Clinical Case: A 75 year old female with history of hypothyroidism and Type II diabetes presented with diplopia and weight gain for several weeks. Physical exam demonstrated right sixth nerve palsy and moon facies. Pertinent hormonal studies include ACTH 116 pmol/L (4.5-20 pmol/L), Prolactin 23.9 ng/mL (<14 ng/mL), and 24 hour urine free cortisol 172 (3.5-45 mcg). Low dose dexamethasone test cortisol level was 15.4 mg/dL (<1.8 mg/dL). Magnetic Resonance Imaging (MRI) revealed a pituitary lesion measuring 19x16x18 mm displacing pituitary stalk and involving the right cavernous sinus. Findings were consistent with corticotroph adenoma with stalk effect. She underwent transphenoidal pituitary resection. Pathology showed an atypical corticotroph adenoma with Ki67 index of 8%. Tumor cells were positive for ACTH. Postoperatively, MRI displayed residual tumor in the right cavernous sinus, an ACTH level of 71.7 pmol/L and 24 hour urine free cortisol of 119 mcg. She was initiated on Pasireotide and underwent adjuvant radiation therapy (RT), 5040 cGy in 28 fractions. Post RT her sixth nerve palsy, urine cortisol and ACTH normalized. Serial MRIs were stable and she remained in biochemical remission until 23 months post RT, when she presented with swelling and pain of the right eye and return of cushingnoid features. MRI showed periorbital inflammation and a focal lesion in right sphenoid bone. Follow up 24 hour urine cortisol was 616 mcg and ACTH was 127 pmol/L. She was treated for orbital cellulitis and started on Pasireotide. She underwent biopsy and culture of right sphenoid bone lesion. Cultures were all negative. Pathology was consistent with known corticotroph pituitary adenoma, confirming bone metastasis and diagnosis of pituitary carcinoma.

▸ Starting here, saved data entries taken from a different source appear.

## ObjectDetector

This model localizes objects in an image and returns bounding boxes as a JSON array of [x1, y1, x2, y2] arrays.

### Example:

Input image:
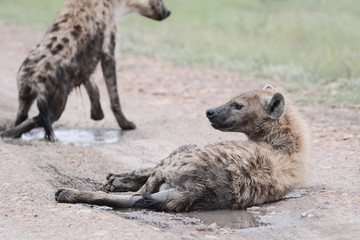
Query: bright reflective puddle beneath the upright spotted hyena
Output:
[[21, 129, 122, 146]]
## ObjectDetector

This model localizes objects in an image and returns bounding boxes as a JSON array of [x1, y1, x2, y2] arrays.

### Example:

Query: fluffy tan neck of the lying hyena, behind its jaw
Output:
[[248, 106, 308, 155]]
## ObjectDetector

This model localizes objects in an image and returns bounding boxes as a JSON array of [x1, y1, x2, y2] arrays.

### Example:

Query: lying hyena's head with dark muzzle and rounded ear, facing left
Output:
[[206, 85, 286, 136]]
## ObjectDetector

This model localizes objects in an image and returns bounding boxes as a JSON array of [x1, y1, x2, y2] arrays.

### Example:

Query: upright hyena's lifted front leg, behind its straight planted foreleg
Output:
[[84, 78, 104, 121]]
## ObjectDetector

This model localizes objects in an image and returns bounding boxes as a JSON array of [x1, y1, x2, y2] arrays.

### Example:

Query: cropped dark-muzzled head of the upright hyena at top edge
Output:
[[122, 0, 171, 21]]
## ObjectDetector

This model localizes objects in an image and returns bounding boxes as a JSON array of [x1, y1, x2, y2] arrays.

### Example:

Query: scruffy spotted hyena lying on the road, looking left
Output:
[[55, 87, 307, 212]]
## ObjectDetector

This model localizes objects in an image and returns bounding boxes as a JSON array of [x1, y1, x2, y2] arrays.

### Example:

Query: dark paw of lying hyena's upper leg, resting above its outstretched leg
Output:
[[104, 174, 143, 192]]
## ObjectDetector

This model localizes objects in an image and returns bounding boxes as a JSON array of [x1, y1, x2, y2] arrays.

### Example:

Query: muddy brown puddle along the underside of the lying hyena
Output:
[[183, 210, 269, 229]]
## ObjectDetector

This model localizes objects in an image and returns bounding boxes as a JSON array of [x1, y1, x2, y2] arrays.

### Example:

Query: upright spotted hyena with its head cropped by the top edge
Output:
[[2, 0, 170, 141]]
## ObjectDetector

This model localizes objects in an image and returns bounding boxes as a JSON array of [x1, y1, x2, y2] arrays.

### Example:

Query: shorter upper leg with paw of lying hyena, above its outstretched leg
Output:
[[104, 168, 153, 192]]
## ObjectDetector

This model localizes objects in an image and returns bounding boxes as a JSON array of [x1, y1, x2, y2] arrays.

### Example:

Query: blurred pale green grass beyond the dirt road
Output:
[[0, 0, 360, 106]]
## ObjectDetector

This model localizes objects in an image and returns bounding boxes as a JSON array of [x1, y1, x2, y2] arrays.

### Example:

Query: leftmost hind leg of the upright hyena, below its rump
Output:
[[15, 84, 36, 126]]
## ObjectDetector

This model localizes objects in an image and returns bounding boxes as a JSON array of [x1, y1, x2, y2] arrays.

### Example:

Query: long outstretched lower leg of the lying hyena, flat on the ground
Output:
[[55, 188, 179, 210]]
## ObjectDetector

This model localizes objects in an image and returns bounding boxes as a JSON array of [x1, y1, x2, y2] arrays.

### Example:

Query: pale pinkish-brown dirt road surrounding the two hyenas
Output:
[[0, 23, 360, 239]]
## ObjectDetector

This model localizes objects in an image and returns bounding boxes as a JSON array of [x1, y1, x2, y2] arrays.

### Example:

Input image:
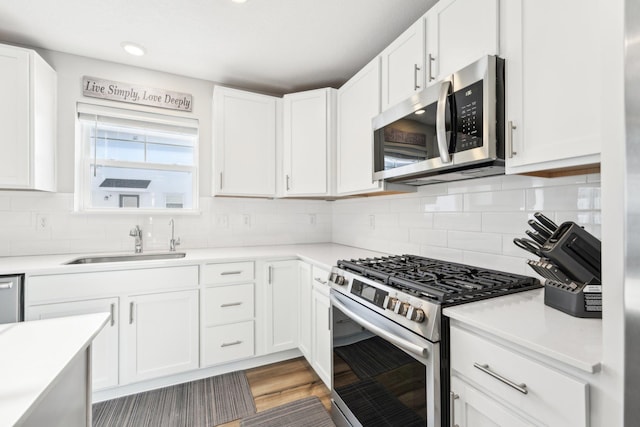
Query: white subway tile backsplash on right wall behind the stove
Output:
[[332, 174, 600, 275]]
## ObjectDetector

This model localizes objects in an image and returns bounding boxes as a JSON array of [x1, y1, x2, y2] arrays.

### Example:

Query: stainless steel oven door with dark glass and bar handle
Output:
[[331, 289, 440, 427]]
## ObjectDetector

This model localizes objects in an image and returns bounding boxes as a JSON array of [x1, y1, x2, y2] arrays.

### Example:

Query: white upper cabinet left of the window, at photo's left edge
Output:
[[0, 45, 57, 191]]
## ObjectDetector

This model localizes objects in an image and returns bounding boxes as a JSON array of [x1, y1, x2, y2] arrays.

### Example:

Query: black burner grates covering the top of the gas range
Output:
[[338, 255, 540, 305]]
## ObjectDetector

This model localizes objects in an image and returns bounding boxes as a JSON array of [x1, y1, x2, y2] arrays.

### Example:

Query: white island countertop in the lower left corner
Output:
[[0, 313, 109, 427]]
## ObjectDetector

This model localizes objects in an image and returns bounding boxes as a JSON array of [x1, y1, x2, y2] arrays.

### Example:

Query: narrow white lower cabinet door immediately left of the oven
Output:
[[312, 285, 331, 388]]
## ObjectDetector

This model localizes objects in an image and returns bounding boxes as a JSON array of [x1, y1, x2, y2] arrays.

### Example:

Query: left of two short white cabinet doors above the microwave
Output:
[[380, 18, 425, 110]]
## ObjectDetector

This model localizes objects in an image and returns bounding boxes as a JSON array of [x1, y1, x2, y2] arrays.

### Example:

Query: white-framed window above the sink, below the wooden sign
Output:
[[76, 103, 198, 211]]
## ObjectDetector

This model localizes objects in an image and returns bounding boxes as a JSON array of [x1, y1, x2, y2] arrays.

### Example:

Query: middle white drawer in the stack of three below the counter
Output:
[[204, 283, 253, 325]]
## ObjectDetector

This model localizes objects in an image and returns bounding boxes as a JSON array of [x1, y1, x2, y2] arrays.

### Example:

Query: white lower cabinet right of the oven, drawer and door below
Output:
[[451, 325, 589, 427]]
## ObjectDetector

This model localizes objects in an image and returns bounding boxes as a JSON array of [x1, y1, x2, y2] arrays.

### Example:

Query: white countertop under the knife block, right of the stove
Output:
[[444, 289, 602, 373]]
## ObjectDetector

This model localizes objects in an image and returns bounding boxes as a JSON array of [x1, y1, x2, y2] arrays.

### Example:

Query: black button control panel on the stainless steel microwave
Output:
[[454, 80, 483, 152]]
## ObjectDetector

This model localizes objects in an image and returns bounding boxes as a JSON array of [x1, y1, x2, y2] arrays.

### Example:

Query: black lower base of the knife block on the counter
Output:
[[544, 279, 602, 319]]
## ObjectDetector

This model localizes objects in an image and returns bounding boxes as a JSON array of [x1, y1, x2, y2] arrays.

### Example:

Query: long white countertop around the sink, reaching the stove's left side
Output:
[[0, 243, 387, 275]]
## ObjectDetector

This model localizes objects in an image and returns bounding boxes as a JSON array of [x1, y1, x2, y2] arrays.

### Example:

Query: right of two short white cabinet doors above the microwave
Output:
[[426, 0, 500, 84]]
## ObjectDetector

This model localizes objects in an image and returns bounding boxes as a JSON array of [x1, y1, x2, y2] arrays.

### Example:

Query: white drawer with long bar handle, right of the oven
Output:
[[451, 326, 589, 427]]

Conclusion: Pituitary carcinomas most commonly present with metastatic spinal or meningeal lesions. Rarely, it can present in the bone with associated inflammation. This case demonstrates the severity of inflammatory changes that can occur and subsequently be misdiagnosed as infection or mask a metastatic lesion. Thus, despite aggressive treatment of original tumor, delayed bone metastasis can occur.